Depois, quero esquecer.
Tens razão, Halla.
Estará morto depois do esquecimento.
E eu arrancarei o coração com as mãos se ele falhar e lembrar.
Arrancarei o coração e, depois de seco, servirá de trapo para limpar apenas coisas estúpidas.
Coisas vugares.
Não servirá para mais nada.

[Valter Hugo Mãe, em A desumanização]



Difícil controlar o pensamento. Quando dou-me conta, encontro-me na pista de dança, encontro-me na tua cama, encontro-me no teu abraço. Encontro-me em ti. Escrevo estas folhas a custa de que algo alivie aqui dentro.
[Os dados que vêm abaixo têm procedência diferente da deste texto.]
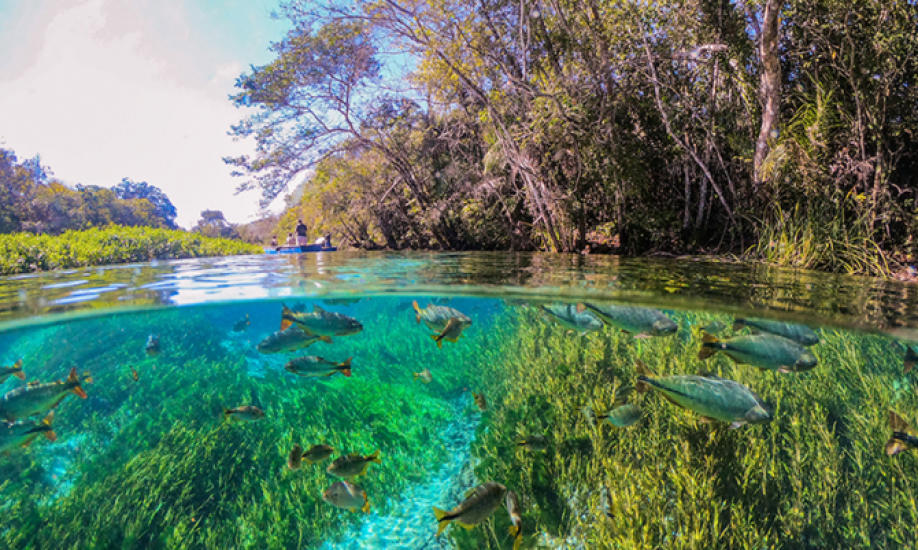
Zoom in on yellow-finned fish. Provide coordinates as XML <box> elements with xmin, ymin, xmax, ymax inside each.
<box><xmin>434</xmin><ymin>481</ymin><xmax>507</xmax><ymax>536</ymax></box>
<box><xmin>884</xmin><ymin>411</ymin><xmax>918</xmax><ymax>456</ymax></box>
<box><xmin>325</xmin><ymin>451</ymin><xmax>382</xmax><ymax>477</ymax></box>
<box><xmin>0</xmin><ymin>368</ymin><xmax>92</xmax><ymax>422</ymax></box>
<box><xmin>223</xmin><ymin>405</ymin><xmax>265</xmax><ymax>422</ymax></box>
<box><xmin>506</xmin><ymin>491</ymin><xmax>523</xmax><ymax>550</ymax></box>
<box><xmin>0</xmin><ymin>411</ymin><xmax>57</xmax><ymax>455</ymax></box>
<box><xmin>411</xmin><ymin>300</ymin><xmax>472</xmax><ymax>332</ymax></box>
<box><xmin>322</xmin><ymin>480</ymin><xmax>370</xmax><ymax>513</ymax></box>
<box><xmin>0</xmin><ymin>359</ymin><xmax>25</xmax><ymax>384</ymax></box>
<box><xmin>411</xmin><ymin>369</ymin><xmax>433</xmax><ymax>384</ymax></box>
<box><xmin>287</xmin><ymin>445</ymin><xmax>303</xmax><ymax>470</ymax></box>
<box><xmin>281</xmin><ymin>305</ymin><xmax>363</xmax><ymax>338</ymax></box>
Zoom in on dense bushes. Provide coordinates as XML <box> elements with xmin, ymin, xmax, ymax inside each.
<box><xmin>0</xmin><ymin>225</ymin><xmax>262</xmax><ymax>275</ymax></box>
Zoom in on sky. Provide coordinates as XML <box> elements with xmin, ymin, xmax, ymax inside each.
<box><xmin>0</xmin><ymin>0</ymin><xmax>287</xmax><ymax>228</ymax></box>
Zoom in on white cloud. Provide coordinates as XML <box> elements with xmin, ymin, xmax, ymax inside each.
<box><xmin>0</xmin><ymin>0</ymin><xmax>276</xmax><ymax>227</ymax></box>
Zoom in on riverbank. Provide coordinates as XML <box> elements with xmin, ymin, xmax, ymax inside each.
<box><xmin>0</xmin><ymin>225</ymin><xmax>262</xmax><ymax>275</ymax></box>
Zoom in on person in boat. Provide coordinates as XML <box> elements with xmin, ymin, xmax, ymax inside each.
<box><xmin>294</xmin><ymin>220</ymin><xmax>309</xmax><ymax>246</ymax></box>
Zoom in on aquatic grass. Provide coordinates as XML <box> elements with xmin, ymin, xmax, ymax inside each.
<box><xmin>464</xmin><ymin>310</ymin><xmax>918</xmax><ymax>549</ymax></box>
<box><xmin>0</xmin><ymin>225</ymin><xmax>263</xmax><ymax>275</ymax></box>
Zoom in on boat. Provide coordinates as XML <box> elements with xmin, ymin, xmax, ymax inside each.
<box><xmin>265</xmin><ymin>244</ymin><xmax>338</xmax><ymax>254</ymax></box>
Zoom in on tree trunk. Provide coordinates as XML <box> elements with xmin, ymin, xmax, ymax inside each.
<box><xmin>753</xmin><ymin>0</ymin><xmax>781</xmax><ymax>191</ymax></box>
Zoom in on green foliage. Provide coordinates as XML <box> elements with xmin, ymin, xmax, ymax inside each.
<box><xmin>0</xmin><ymin>225</ymin><xmax>262</xmax><ymax>275</ymax></box>
<box><xmin>464</xmin><ymin>310</ymin><xmax>918</xmax><ymax>550</ymax></box>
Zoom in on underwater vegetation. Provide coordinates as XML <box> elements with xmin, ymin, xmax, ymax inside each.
<box><xmin>0</xmin><ymin>297</ymin><xmax>918</xmax><ymax>550</ymax></box>
<box><xmin>0</xmin><ymin>225</ymin><xmax>262</xmax><ymax>275</ymax></box>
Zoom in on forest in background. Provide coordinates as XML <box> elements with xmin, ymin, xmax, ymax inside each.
<box><xmin>225</xmin><ymin>0</ymin><xmax>918</xmax><ymax>273</ymax></box>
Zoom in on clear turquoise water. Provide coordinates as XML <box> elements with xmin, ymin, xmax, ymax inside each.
<box><xmin>0</xmin><ymin>253</ymin><xmax>918</xmax><ymax>549</ymax></box>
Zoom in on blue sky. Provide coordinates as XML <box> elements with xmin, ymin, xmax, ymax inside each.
<box><xmin>0</xmin><ymin>0</ymin><xmax>287</xmax><ymax>227</ymax></box>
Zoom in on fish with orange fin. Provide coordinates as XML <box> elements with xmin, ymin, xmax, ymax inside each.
<box><xmin>0</xmin><ymin>359</ymin><xmax>25</xmax><ymax>384</ymax></box>
<box><xmin>284</xmin><ymin>355</ymin><xmax>353</xmax><ymax>378</ymax></box>
<box><xmin>281</xmin><ymin>305</ymin><xmax>363</xmax><ymax>338</ymax></box>
<box><xmin>0</xmin><ymin>368</ymin><xmax>92</xmax><ymax>422</ymax></box>
<box><xmin>0</xmin><ymin>411</ymin><xmax>57</xmax><ymax>455</ymax></box>
<box><xmin>884</xmin><ymin>411</ymin><xmax>918</xmax><ymax>456</ymax></box>
<box><xmin>430</xmin><ymin>317</ymin><xmax>465</xmax><ymax>349</ymax></box>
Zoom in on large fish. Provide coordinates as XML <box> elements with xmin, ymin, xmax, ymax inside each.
<box><xmin>0</xmin><ymin>411</ymin><xmax>57</xmax><ymax>455</ymax></box>
<box><xmin>256</xmin><ymin>325</ymin><xmax>331</xmax><ymax>353</ymax></box>
<box><xmin>0</xmin><ymin>368</ymin><xmax>92</xmax><ymax>422</ymax></box>
<box><xmin>885</xmin><ymin>411</ymin><xmax>918</xmax><ymax>456</ymax></box>
<box><xmin>281</xmin><ymin>305</ymin><xmax>363</xmax><ymax>338</ymax></box>
<box><xmin>411</xmin><ymin>301</ymin><xmax>472</xmax><ymax>332</ymax></box>
<box><xmin>577</xmin><ymin>304</ymin><xmax>679</xmax><ymax>338</ymax></box>
<box><xmin>542</xmin><ymin>304</ymin><xmax>603</xmax><ymax>335</ymax></box>
<box><xmin>434</xmin><ymin>481</ymin><xmax>507</xmax><ymax>536</ymax></box>
<box><xmin>284</xmin><ymin>355</ymin><xmax>353</xmax><ymax>378</ymax></box>
<box><xmin>0</xmin><ymin>359</ymin><xmax>25</xmax><ymax>384</ymax></box>
<box><xmin>635</xmin><ymin>361</ymin><xmax>772</xmax><ymax>429</ymax></box>
<box><xmin>698</xmin><ymin>333</ymin><xmax>818</xmax><ymax>373</ymax></box>
<box><xmin>736</xmin><ymin>318</ymin><xmax>819</xmax><ymax>346</ymax></box>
De que consiga respirar melhor. Tu estás em todos os lugares e em todas as melodias que escuto. Imagino o teu perdão. Imagino o perdão pelas minhas mãos. Tua boca a procurar a minha, silenciosamente, como nos dias de calor. Não há mais tempo para desassossegos. Não há mais tempo para nós. A tua lembrança me atormenta. Aos poucos, tu morres em mim. Quando me deito, tu morres um pouco. Quando acordo, já tens morrido o suficiente. Morres em mim a cada minuto. No entanto, nunca estiveste tão vivo. Queria te matar. Arrancar do peito a tua lembrança. Tua voz. Teus gostos. Queria arrancar do peito o mal que me fizeste. E perdoar-te. Embora meu perdão nada seja no teu deserto. Embora nunca precises. Eu, que nada fui para ti. Deixaste-me sangrando no mesmo lugar onde salvaste-me a vida. Fecho os olhos e custo a acreditar nas imagens que se formam. Como foste capaz de me magoar assim? Não consigo te perdoar. Agora, quero esquecer-te. Fechar os olhos e ver o mundo. Mas não o teu riso. Tudo menos o teu riso.